When he was younger, Junwei Ji would often spend summer holidays in a cornfield with his father, a maize breeder, helping with the hard work of manually pollinating the plants to promote the best characteristics and achieve the biggest yield.
Now Ji is building a biotechnology company using gene editing to introduce new traits into crops instead, a technology that could help tackle issues around food security and sustainability.
Ji is the co-founder of Cytotrait, which is developing a way of reprogramming chloroplast and mitochondrial genomes that could improve crop yields, increase pest or disease resistance and other useful traits.
His PhD research on establishing an efficient DNA mutagenesis method in plant chloroplast genomes, led to the Mutant Organelle Selection System (MOSS) technology being used by Cytotrait to enable the introduction of genes and gene edits into organelles. This quickly generates homoplasmy, so that every organelle of a cell or plant contains the desired gene or edit. The company says this allows the engineering of traits with localised and high-level expression, with many thousand copies of the gene per cell.
Earlier this year the company, a spinout company from The University of Manchester, UK, announced it had closed a £3m seed funding round which will allow it to build on the early data from its MOSS technology. It plans to use the seed funding for new research targeting wheat, maize, potato and canola in European and North American markets. This will see MOSS used to explore potential applications such as enhancements in yield and resilience, or the ability to drive more sustainable practices through improved carbon sequestration.
Cytotrait was previously awarded just under £500,000 in funding from the Advanced Research and Invention Agency (ARIA) to develop reliable hybrid seed production in wheat.
While much of the attention in recent years has been on gene editing with CRISPR, Ji (above) points to another set of important genomes in the same plant cell in the form of chloroplasts and the mitochondria.

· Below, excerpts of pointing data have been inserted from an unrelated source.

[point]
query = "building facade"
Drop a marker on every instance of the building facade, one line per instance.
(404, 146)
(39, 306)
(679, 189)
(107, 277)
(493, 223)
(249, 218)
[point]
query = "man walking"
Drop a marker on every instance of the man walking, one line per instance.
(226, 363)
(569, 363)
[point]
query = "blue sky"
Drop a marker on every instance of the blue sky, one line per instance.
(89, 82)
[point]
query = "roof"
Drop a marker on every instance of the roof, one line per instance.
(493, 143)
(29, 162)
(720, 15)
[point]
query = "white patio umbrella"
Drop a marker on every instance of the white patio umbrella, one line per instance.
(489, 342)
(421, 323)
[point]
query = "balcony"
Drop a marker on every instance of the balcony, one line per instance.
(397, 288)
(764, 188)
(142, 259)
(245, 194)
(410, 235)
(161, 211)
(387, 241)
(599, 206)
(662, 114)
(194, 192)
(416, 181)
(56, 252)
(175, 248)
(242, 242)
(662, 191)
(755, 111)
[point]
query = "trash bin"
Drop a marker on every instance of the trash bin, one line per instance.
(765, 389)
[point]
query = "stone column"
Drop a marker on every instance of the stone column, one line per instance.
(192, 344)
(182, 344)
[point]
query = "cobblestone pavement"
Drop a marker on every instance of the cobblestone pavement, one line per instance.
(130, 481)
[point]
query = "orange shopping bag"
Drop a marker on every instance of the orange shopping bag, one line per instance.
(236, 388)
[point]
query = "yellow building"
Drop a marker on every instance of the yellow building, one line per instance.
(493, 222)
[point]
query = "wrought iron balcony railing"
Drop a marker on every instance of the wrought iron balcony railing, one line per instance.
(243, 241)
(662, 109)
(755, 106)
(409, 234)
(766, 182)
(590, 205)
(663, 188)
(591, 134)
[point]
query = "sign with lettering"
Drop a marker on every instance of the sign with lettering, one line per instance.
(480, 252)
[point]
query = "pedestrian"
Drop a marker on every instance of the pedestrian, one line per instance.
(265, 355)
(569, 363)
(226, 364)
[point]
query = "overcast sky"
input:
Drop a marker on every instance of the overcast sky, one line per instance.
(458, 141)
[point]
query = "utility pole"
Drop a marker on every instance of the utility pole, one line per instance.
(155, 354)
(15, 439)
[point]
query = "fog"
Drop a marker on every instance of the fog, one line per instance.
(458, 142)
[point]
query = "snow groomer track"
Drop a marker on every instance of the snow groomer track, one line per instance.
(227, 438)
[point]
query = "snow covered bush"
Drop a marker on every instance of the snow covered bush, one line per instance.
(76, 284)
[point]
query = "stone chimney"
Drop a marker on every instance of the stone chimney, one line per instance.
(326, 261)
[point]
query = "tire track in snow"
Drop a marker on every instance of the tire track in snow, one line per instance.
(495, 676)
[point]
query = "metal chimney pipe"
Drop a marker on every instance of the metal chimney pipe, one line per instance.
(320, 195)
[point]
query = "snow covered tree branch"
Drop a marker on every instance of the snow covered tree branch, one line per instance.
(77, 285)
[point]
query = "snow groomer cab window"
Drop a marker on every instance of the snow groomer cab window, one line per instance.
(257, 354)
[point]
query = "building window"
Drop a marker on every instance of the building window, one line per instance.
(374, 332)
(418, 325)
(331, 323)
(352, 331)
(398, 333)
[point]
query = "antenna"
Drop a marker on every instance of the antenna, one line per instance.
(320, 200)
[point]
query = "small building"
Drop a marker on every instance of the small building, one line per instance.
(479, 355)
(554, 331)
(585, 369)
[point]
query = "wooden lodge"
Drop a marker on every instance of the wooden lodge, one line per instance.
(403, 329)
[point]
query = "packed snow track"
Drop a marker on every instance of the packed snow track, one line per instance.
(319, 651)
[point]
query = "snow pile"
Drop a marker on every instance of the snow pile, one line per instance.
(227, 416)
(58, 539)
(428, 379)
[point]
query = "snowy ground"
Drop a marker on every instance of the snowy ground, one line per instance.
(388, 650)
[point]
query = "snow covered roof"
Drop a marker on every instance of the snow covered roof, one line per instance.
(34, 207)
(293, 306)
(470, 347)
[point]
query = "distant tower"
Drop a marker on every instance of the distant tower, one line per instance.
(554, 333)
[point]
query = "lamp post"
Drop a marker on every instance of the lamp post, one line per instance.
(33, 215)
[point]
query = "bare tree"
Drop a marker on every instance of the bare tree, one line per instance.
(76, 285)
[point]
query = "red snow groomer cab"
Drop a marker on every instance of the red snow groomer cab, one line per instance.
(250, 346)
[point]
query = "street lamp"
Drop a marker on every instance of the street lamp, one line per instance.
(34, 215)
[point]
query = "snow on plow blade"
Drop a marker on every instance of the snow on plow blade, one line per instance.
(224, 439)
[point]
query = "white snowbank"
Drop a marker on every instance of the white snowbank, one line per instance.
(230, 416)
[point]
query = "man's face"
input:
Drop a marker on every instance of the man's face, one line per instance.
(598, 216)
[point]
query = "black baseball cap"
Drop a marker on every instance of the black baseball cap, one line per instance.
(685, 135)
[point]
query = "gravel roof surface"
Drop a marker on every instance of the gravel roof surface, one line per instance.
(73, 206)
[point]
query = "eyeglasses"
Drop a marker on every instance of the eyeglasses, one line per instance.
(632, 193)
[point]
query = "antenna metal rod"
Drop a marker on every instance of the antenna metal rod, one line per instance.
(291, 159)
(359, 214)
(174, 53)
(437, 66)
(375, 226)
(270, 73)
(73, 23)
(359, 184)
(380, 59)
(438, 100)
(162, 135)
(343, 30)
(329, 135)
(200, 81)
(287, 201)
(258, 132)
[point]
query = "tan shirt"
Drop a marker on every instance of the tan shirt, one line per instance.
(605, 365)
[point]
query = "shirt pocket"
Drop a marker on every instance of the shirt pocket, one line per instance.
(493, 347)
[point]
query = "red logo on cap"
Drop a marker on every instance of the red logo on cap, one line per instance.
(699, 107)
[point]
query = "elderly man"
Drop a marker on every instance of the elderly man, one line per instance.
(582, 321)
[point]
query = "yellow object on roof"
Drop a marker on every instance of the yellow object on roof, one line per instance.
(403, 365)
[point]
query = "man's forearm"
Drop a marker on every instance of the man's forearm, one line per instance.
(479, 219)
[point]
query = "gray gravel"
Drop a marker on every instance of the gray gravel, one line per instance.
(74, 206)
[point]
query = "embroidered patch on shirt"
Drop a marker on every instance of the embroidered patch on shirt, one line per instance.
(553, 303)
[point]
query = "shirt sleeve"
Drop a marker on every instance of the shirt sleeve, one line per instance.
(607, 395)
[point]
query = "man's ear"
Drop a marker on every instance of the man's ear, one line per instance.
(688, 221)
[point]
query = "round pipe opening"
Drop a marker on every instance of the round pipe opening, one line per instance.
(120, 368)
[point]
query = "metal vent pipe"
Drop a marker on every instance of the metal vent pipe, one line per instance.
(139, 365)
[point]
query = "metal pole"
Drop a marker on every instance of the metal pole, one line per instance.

These are important for plant photosynthesis and respiration, but until now there has been no efficient method to improve those genomes, he said.
“Our research aims to develop an efficient tool to improve that genome,” he said. The challenge here is to ensure that only the genome copies harbouring the edited genes are propagated which can be extremely challenging in chloroplasts and mitochondria because they can contain thousands of copies per cell. “We target the unedited ones and remove them, then only allow the edited one to propagate in the cell,” Ji explains.
This is different from the work done with something like CRISPR tool in the nucleus, which doesn’t require such specialised selection. And whereas each species has very different dynamic genomes in the nucleus, when it comes to chloroplasts and mitochondria, they are much simpler and highly conserved even across different crop species.
“If we can locate a good gene target and we improve it, very likely the mechanics is applicable to multiple different crop species and we won't interfere with what other people are doing, we can be a kind of additive to other people's traits or improvements. So, we think that we will find a unique place in the market using our special editing,” Ji told C&I.
The technology opens up the potential for various improvements to crops. One of the most obvious is yield, for example by allowing wheat to add more starch into each grain. Other modifications can tackle threats to yields. One wheat trait is called ‘stay green’ which allows plants to cope better with drought or heat; a heat wave at the wrong time can accelerate the leaf browning and shorten the time the wheat has to get more starch into the grain. In 2020 there was a 40% yield loss because of a heat wave that hit during a development stage for wheat called the grain filling stage that only lasts for about four weeks, Ji said.
Cytotrait is targeting the chloroplast to try to solve this problem to allow wheat to stay green for a longer time and recover better after a heat wave.
Ji said modifications using Cytotrait’s technology can sit alongside the work of others. “If you think, the final product is the seeds, the variety. And if I use an analogy like an EV, electric vehicle, so it's a car, but all the components actually come from all different suppliers,” he says.
The first step is to establish the MOSS technology in wheat and start to deliver the right modifications; after that the plan is to move into different crops and prove the value of the technology.
The company was spun out with support from the University of Manchester Innovation Factory, the university’s technology transfer office.